We use VRDC platform and use those flags all the time and to make comparable analysis in OHDSI network, having them as OHDSI cohort would be very powerful.
@Vojtech_Huser
How do you know that narcotics in, for example,
T40605S Adverse effect of unspecified narcotics, sequela
T40691D Poisoning by other narcotics, accidental (unintentional), subsequent encounter
are opioids? Actually, according to ICD10CM classification, they are not.
Although building a phenotype repository is a great idea, these CCW Chronic Conditions are not phenotypes but rather sets of codes. Am I missing something on the website?
just to report that Sentinel GUI-based query tool is using these definitions to generate covariates.
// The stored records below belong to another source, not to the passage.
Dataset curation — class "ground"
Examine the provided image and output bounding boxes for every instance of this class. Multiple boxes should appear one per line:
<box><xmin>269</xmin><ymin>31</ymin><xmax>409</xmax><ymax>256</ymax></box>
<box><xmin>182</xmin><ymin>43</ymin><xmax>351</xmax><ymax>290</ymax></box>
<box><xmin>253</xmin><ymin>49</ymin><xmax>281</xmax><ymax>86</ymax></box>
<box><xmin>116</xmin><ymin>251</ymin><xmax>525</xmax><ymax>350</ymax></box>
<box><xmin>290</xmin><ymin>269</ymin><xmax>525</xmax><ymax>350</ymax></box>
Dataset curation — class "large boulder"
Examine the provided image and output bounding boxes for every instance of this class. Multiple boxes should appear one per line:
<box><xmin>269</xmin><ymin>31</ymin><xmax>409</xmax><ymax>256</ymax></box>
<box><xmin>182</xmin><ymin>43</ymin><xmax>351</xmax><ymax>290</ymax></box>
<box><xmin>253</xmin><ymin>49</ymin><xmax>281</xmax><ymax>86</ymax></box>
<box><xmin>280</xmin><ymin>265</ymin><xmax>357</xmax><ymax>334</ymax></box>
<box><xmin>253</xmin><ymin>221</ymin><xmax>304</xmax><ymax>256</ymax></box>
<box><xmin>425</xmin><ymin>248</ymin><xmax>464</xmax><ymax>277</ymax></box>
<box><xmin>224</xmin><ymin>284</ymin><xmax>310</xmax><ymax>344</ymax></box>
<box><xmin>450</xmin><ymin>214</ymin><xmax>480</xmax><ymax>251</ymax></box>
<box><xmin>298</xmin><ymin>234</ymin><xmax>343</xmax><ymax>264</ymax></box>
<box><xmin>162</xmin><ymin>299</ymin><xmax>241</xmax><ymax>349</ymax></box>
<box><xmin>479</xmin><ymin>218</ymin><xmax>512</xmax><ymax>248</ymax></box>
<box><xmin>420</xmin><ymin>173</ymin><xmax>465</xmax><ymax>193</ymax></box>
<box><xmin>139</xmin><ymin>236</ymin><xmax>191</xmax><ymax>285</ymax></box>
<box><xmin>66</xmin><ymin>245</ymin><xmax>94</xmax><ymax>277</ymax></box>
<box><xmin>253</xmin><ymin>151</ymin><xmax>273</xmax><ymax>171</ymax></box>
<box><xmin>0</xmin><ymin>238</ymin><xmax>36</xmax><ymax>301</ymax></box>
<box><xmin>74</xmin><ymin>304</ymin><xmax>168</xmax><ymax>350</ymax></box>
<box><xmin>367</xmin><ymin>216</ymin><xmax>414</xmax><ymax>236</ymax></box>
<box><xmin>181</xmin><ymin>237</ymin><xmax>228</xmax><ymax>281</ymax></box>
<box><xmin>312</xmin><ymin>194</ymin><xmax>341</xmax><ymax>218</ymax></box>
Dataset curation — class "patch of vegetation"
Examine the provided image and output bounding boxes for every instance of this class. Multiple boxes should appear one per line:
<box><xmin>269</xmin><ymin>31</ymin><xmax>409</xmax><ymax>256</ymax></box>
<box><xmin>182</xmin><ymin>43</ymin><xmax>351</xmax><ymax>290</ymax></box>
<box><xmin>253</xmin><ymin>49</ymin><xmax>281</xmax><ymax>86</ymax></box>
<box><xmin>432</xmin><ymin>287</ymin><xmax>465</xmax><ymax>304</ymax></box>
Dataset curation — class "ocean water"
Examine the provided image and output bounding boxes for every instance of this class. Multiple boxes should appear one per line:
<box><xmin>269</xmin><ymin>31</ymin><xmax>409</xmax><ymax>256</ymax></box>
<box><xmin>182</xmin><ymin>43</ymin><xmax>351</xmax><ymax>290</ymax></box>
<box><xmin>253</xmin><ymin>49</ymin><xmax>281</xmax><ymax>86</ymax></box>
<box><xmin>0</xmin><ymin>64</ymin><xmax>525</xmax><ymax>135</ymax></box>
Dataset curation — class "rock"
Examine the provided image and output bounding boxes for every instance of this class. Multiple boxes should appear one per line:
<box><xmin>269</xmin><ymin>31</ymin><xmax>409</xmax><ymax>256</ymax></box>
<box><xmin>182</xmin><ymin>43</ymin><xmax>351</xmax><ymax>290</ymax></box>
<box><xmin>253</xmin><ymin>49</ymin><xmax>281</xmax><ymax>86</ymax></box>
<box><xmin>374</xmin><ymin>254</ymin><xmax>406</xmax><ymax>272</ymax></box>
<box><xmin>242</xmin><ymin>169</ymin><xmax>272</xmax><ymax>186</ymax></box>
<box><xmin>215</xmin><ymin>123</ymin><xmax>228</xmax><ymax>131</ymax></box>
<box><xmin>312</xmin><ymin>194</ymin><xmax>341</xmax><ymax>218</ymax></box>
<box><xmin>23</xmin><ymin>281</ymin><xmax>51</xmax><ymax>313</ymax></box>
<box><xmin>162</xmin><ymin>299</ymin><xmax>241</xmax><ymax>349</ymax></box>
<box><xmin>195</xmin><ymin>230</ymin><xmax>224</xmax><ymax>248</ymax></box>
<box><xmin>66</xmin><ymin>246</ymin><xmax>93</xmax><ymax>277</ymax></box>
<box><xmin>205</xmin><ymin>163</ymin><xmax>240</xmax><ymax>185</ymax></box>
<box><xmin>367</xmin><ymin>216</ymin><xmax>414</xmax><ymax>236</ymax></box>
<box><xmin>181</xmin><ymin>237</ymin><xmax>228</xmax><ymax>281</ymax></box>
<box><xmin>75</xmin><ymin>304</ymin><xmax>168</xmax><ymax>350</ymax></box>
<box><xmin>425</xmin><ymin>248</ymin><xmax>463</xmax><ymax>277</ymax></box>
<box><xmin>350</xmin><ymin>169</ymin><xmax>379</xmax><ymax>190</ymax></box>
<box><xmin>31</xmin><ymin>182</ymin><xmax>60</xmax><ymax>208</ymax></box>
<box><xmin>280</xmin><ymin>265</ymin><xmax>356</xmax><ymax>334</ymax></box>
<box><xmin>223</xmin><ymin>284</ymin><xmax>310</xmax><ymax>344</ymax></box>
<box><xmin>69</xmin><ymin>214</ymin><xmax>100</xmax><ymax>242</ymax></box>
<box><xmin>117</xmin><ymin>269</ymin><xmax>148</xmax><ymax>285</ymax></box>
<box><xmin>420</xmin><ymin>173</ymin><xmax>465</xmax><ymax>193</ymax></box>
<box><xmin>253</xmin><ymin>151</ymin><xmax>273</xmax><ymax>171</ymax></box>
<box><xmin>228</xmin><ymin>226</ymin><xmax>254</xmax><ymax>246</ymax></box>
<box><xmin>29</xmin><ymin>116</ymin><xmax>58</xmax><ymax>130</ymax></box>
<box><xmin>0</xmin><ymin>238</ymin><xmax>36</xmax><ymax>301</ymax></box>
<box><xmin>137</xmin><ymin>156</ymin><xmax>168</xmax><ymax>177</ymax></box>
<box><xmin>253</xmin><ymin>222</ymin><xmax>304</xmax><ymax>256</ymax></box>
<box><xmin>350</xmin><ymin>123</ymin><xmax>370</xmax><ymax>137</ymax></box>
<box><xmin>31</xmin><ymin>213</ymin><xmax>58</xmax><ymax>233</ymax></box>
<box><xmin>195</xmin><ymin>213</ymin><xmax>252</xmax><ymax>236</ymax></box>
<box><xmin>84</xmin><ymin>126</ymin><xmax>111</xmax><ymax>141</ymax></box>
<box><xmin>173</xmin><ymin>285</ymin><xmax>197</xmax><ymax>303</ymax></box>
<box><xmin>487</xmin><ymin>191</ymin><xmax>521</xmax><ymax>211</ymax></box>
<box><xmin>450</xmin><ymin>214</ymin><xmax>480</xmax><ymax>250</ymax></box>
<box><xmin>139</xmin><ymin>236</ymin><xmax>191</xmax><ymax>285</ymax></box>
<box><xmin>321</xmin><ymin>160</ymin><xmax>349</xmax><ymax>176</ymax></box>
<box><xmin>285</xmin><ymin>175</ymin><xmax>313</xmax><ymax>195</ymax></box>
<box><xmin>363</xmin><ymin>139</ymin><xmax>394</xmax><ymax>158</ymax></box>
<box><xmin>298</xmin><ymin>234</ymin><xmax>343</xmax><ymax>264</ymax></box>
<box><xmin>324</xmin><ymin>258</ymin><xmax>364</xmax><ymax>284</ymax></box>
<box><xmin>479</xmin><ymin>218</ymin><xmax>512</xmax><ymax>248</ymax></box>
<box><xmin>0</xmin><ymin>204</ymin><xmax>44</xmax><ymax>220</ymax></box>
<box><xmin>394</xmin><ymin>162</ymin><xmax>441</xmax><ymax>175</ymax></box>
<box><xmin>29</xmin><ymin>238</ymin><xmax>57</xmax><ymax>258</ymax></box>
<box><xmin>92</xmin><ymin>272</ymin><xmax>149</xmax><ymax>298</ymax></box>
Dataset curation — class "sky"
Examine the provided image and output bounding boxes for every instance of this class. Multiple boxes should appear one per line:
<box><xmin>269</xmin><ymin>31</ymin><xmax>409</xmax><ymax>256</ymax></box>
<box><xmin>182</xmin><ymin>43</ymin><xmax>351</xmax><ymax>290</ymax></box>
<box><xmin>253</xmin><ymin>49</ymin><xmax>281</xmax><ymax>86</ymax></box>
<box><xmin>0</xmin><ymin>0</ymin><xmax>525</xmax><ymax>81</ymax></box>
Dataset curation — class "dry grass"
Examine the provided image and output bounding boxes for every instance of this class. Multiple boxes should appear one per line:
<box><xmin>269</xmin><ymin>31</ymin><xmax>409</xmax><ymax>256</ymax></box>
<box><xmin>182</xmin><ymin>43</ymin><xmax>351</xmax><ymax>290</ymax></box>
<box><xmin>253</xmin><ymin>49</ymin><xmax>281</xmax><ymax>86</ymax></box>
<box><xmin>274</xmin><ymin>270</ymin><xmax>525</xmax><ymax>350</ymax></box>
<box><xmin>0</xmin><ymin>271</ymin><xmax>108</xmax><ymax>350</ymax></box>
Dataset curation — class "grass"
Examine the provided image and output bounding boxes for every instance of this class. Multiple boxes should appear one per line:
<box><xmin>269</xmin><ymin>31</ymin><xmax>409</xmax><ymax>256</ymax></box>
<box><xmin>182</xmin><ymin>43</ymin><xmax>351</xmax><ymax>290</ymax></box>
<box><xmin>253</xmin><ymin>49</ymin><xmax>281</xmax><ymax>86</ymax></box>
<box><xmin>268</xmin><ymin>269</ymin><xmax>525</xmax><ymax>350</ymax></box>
I think there is some need in OHDSI to have at least some chronic condition phenotypes…
for COPD: for example one code of J44.0 maps to SCT:35208023
Going one level up in SNOMED goes to SCT:13645005
It would be possible to develop concept_relationship table queries to arrive at as close as possible OMOP definition.
for COPD: for example one code of J44.0 maps to SCT:35208023
Going one level up in SNOMED goes to SCT:13645005
It would be possible to develop concept_relationsnhip table queries to arrive at as close as possible OMOP definition.
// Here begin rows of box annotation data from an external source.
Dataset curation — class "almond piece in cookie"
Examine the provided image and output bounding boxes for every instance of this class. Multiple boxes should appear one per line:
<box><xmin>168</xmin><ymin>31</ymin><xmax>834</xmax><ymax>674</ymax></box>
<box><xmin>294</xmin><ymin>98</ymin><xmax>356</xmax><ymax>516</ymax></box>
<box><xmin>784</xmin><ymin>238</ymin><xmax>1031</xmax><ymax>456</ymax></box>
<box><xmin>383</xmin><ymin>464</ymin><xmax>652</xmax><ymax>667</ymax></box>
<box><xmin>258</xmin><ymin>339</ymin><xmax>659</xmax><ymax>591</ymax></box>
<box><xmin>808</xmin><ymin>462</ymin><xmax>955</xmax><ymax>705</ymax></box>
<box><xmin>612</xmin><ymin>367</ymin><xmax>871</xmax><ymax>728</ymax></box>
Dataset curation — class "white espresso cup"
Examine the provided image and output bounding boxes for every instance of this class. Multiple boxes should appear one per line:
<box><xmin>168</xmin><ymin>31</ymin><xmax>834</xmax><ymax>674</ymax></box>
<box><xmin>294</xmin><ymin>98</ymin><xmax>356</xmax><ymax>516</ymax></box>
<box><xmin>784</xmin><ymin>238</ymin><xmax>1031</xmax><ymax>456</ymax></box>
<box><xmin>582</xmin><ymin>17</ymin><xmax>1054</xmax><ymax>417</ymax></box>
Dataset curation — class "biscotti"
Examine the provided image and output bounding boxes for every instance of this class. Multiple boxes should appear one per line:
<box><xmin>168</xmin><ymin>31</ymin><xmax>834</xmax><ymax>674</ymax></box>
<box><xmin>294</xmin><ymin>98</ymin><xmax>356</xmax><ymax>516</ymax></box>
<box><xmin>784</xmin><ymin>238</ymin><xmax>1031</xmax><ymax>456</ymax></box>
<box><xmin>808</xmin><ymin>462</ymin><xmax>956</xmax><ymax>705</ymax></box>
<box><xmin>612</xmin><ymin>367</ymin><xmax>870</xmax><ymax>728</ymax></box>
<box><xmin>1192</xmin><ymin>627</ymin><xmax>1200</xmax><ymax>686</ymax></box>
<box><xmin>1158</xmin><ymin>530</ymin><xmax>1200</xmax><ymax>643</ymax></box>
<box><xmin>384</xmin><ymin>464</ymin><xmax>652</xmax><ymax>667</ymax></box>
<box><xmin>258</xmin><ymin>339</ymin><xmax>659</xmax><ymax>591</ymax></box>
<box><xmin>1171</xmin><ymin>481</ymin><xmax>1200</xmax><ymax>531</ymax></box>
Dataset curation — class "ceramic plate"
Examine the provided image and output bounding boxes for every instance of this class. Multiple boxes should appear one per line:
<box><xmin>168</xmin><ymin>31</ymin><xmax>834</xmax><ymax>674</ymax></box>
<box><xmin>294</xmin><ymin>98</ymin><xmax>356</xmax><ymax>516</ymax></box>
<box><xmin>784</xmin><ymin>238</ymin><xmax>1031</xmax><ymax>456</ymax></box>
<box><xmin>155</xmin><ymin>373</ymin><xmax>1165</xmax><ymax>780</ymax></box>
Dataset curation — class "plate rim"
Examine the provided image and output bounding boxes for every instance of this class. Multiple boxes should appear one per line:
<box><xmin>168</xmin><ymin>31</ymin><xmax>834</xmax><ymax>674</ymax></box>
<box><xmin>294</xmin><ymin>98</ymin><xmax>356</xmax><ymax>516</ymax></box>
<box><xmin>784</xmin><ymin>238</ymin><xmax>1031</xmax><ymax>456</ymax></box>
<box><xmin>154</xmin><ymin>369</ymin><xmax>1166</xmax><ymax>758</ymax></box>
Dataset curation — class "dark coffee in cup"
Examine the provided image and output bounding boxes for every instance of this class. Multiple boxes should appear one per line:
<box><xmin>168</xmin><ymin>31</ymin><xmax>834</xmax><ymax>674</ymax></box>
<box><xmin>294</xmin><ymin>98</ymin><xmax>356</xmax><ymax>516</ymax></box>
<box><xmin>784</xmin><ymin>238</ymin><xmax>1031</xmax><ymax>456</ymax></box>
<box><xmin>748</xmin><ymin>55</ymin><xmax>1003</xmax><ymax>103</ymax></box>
Perhaps someone in OHDSI already had this problem of mapping a set of ICD codes to a closest list of athena codes. (SCT codes essentially). Anyone out there doing this?
Thanks @Vojtech_Huser, this is a useful direction for the community to consider. Just to confirm, are you recommending that 1) we add CCW concept as classifications within the standardized vocabularies (to whatever extent possible, subject to the ICD9/10 -> SNOMED mapping), or 2) that we create cohorts that represent each CCW element, to be used as inputs as Ts, Cs, and Os in any OHDSI standardized analyses; or 3) that we add more features to the FeatureExtraction package, so that CCW-like covariates can be selected into prediction models, such as the propensity score within a CohortMethod estimation or a PatientLevelPrediction analysis? Or all of the above?
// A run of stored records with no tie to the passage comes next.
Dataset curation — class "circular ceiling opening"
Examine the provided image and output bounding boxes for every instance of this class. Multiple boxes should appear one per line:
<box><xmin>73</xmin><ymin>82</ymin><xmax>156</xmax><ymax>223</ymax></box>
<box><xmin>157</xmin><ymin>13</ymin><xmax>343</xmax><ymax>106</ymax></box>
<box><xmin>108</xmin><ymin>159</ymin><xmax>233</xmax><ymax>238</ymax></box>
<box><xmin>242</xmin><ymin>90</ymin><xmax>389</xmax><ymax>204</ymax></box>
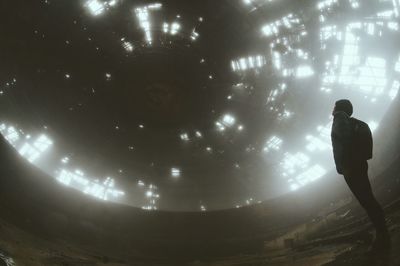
<box><xmin>0</xmin><ymin>0</ymin><xmax>400</xmax><ymax>211</ymax></box>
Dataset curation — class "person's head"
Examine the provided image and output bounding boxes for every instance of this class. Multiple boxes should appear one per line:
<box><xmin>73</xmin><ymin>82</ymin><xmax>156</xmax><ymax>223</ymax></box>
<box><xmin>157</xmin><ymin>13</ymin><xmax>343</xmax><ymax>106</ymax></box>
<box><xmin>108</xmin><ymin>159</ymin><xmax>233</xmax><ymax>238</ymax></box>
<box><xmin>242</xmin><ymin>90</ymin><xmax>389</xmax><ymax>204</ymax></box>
<box><xmin>332</xmin><ymin>99</ymin><xmax>353</xmax><ymax>116</ymax></box>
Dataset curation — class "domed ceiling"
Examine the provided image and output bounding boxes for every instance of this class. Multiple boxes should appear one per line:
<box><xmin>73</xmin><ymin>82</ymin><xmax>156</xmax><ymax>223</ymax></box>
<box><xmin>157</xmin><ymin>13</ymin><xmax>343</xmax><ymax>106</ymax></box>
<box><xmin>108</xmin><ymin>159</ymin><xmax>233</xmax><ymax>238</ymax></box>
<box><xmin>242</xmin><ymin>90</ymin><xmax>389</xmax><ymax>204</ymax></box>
<box><xmin>0</xmin><ymin>0</ymin><xmax>400</xmax><ymax>211</ymax></box>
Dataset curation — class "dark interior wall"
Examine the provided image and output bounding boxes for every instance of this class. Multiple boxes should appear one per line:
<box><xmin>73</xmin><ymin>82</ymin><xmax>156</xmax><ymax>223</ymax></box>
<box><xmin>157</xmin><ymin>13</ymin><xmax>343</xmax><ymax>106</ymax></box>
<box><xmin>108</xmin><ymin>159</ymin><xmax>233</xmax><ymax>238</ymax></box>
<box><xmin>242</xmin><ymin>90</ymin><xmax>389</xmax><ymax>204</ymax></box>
<box><xmin>0</xmin><ymin>98</ymin><xmax>400</xmax><ymax>256</ymax></box>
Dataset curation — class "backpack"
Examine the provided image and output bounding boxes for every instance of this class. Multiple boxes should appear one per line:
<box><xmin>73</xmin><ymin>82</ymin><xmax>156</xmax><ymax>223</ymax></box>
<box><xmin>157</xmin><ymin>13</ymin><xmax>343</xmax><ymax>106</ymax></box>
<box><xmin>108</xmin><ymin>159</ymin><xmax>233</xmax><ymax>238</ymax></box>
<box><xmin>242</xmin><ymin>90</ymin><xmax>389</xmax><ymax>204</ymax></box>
<box><xmin>350</xmin><ymin>117</ymin><xmax>373</xmax><ymax>160</ymax></box>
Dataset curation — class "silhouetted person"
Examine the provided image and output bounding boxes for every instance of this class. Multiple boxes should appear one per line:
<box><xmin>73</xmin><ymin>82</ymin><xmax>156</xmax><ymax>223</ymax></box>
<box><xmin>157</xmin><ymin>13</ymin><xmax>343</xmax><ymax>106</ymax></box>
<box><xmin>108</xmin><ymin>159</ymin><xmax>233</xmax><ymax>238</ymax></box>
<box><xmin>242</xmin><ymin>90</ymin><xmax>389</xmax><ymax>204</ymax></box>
<box><xmin>331</xmin><ymin>100</ymin><xmax>390</xmax><ymax>249</ymax></box>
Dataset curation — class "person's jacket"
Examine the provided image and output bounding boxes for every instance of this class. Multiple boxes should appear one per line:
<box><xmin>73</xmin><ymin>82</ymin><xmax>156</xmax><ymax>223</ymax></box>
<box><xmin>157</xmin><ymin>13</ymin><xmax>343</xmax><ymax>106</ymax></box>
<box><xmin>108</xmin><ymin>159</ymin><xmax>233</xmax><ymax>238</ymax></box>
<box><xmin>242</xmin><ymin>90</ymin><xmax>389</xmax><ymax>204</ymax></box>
<box><xmin>331</xmin><ymin>112</ymin><xmax>353</xmax><ymax>174</ymax></box>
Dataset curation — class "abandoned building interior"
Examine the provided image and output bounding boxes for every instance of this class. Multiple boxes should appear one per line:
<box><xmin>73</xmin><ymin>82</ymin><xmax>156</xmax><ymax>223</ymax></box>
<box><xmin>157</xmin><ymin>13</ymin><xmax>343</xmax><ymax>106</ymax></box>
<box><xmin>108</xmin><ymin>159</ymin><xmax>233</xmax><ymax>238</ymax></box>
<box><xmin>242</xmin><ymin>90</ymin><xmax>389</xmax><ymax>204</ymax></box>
<box><xmin>0</xmin><ymin>0</ymin><xmax>400</xmax><ymax>266</ymax></box>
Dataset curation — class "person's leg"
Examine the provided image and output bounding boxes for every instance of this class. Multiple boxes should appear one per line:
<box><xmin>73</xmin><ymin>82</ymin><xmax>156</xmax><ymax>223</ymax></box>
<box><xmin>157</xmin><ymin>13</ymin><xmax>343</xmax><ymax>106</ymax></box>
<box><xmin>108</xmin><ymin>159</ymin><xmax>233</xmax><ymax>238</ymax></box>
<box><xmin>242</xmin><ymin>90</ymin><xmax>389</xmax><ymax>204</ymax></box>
<box><xmin>345</xmin><ymin>162</ymin><xmax>388</xmax><ymax>235</ymax></box>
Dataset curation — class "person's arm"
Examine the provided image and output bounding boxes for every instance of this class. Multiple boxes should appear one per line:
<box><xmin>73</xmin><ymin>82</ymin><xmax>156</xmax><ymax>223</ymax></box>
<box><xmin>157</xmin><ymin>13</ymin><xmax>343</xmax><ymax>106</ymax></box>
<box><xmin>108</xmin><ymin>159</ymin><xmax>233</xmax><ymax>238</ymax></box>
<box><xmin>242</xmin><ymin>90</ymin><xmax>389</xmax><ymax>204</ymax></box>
<box><xmin>332</xmin><ymin>112</ymin><xmax>353</xmax><ymax>174</ymax></box>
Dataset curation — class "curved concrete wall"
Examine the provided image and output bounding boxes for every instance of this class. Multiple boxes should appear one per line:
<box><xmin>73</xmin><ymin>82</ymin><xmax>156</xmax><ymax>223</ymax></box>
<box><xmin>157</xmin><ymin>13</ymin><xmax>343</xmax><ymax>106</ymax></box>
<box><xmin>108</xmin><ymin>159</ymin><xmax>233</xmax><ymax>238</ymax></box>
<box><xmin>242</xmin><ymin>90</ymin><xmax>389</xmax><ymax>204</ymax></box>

Just one technical note on some of these definitions. When the idea of “2 outpatient claims” is used (see CCW for diabetes), it can create immortal time problems for creating cohorts. Typically these definitions look for at least 2 codes at least 30 days apart and within 365 days. For diabetes CCW, the codes only have to be at least 1 day apart. But that is not the tricky part – it is the “within” piece that can be a problem if, for example, someone qualifies for a cohort by virtue of 2 codes that were 300 days apart. If the first code is used as the index date, that person cannot die for 300 days. So, it is important to use the second code for setting a cohort index date. On the other hand, if one wants to use the algorithm as an outcome variable, it is probably better to use the first date. Similarly, for a baseline variable, the first is probably more useful, particularly if one wants to measure duration of diabetes as a covariate.
Specific research questions will dictate the proper construction of the algorithm, of course.
We actually thought of bringing things like the CCW in. The problem is this: They are a classification of ICD codes (amongst others), which are source concepts. Source concepts do not participate in the hierarchy. The reason is simple: Porting it over and attaching it to SNOMED will create constant hierarchy clashes (and already does with the rudimentary internal ICD hierarchy, see @Polina_Talapova’s poster at the recent European Symposium).
Also, I am not sure SNOMED doesn’t already have those well covered. Would have to check it out.
Very well observed. Currently, we don’t have any systematic tools, scripts or even cookbook chapters that cover these issues. People have to just “know” them. Lots of opportunity for systematic work.